This is your weekly roundup of voting rights stories we’re watching, published every Monday.
SCOTUS Shocker: John Roberts sided with the liberals to block — for now — the Trump administration’s census citizenship question. His opinion left plenty of room for the administration to re-add it — the only thing that might stop them is time. We should get a sense on Monday whether Trump is going to back down, or whether he’ll push back the survey’s printing deadline to give adding the question another go.
Partisan Gerrymandering Gets SCOTUS’ OK: The conservative majority gave politicians the green light to gerrymander to their little hearts’ content — as long as it’s for partisan, and not racial, reasons. The court said Thursday that the federal judiciary had no authority to review the constitutionality of those maps. Voting rights advocates are vowing to use other methods — like state court challenges and independent commissions — to rein in the practice, but election experts note that the court’s decision will make it harder for courts to police racial gerrymanders.
The first sign of the damage to voting rights the Supreme Court has wrought: the parties in the Wisconsin partisan gerrymandering case, which was set to go to trial this month, moved to have it dismissed in light of Thursday’s ruling.
A poll tax in Florida: Gov. Ron DeSantis signed into law on Friday legislation that undermined the felon re-enfranchisement ballot initiative passed by Florida voters last year. It requires that ex-felons pay back all fees — including administrative fees not related to their sentence — before regaining the franchise, putting in jeopardy the voting rights of 1.1 million of the 1.4 million ex-felons who would have become eligible to vote under the initiative.
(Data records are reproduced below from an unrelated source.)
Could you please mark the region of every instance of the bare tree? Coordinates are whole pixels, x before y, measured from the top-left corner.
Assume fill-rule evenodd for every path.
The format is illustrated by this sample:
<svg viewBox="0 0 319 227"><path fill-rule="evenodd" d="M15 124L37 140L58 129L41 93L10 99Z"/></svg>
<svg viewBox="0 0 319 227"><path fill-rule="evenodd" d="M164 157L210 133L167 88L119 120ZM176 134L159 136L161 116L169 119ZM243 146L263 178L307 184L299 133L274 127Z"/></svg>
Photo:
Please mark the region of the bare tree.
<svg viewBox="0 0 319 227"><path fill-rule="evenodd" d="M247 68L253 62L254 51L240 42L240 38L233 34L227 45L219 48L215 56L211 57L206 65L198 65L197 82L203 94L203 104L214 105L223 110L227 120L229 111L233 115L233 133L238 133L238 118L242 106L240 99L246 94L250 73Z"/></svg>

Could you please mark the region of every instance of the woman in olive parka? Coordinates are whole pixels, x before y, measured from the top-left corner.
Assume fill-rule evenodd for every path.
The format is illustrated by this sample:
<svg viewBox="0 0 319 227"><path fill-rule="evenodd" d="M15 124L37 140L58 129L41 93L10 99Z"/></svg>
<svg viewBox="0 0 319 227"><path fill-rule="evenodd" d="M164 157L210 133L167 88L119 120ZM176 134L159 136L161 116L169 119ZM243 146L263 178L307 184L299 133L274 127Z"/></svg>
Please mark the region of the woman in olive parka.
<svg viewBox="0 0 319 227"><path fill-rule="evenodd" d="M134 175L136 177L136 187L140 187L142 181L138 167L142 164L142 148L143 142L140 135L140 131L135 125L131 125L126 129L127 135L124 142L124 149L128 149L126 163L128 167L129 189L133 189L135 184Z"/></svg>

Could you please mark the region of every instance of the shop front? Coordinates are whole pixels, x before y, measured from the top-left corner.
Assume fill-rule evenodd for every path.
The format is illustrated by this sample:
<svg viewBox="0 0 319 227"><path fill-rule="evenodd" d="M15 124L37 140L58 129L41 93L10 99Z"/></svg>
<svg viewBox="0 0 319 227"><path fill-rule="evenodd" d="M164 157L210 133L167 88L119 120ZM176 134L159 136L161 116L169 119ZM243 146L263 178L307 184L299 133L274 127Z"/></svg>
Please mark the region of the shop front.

Already two lawsuits have been filed challenging the new GOP law.
Another state goes after citizen ballots: One of the many ironies in Roberts’ gerrymandering opinion is that he pointed to the citizen-led redistricting reform effort as a reason for courts not to get involved just as Republican states clamp down on those efforts. One way they’re doing that is making it harder for citizens to embark on petition drives for the kind of ballot initiatives that can set up redistricting commissions. Arkansas is the latest state to do so, just as a petition drive for a redistricting commission gets underway there. Here are some other states looking to make petition drives more burdensome:
Voting rights gets short shrift at Dem debate: On a monumental week for voting rights, the issue got very little attraction at the Democratic debates last week. There were not individual questions about voting rights, and only a few candidates worked the issue into their answers proactively.
- Beto O’Rourke hit the highlights of his voting rights platform
- Amy Klobuchar talked about her focus on election security
- Eric Swalwell named checked the census citizenship question issue, but didn’t go into detail on how he’d deal with it
- Pete Buttigeig said democracy reform would be his first priority
She didn’t talk about it at the debate, but the day of, Sen. Elizabeth Warren released her voting rights plan. It includes:
- Setting federal standards on policies like early voting, registration, list maintenance and gerrymandering
- Incentivizing those standards through federal funding
- More secure election technology
- Federal intervention in places with discriminatory voting policies
On Thursday, she also unveiled a proposal to re-do the 2020 census once she takes office if the Trump citizenship question is allowed to stay on it.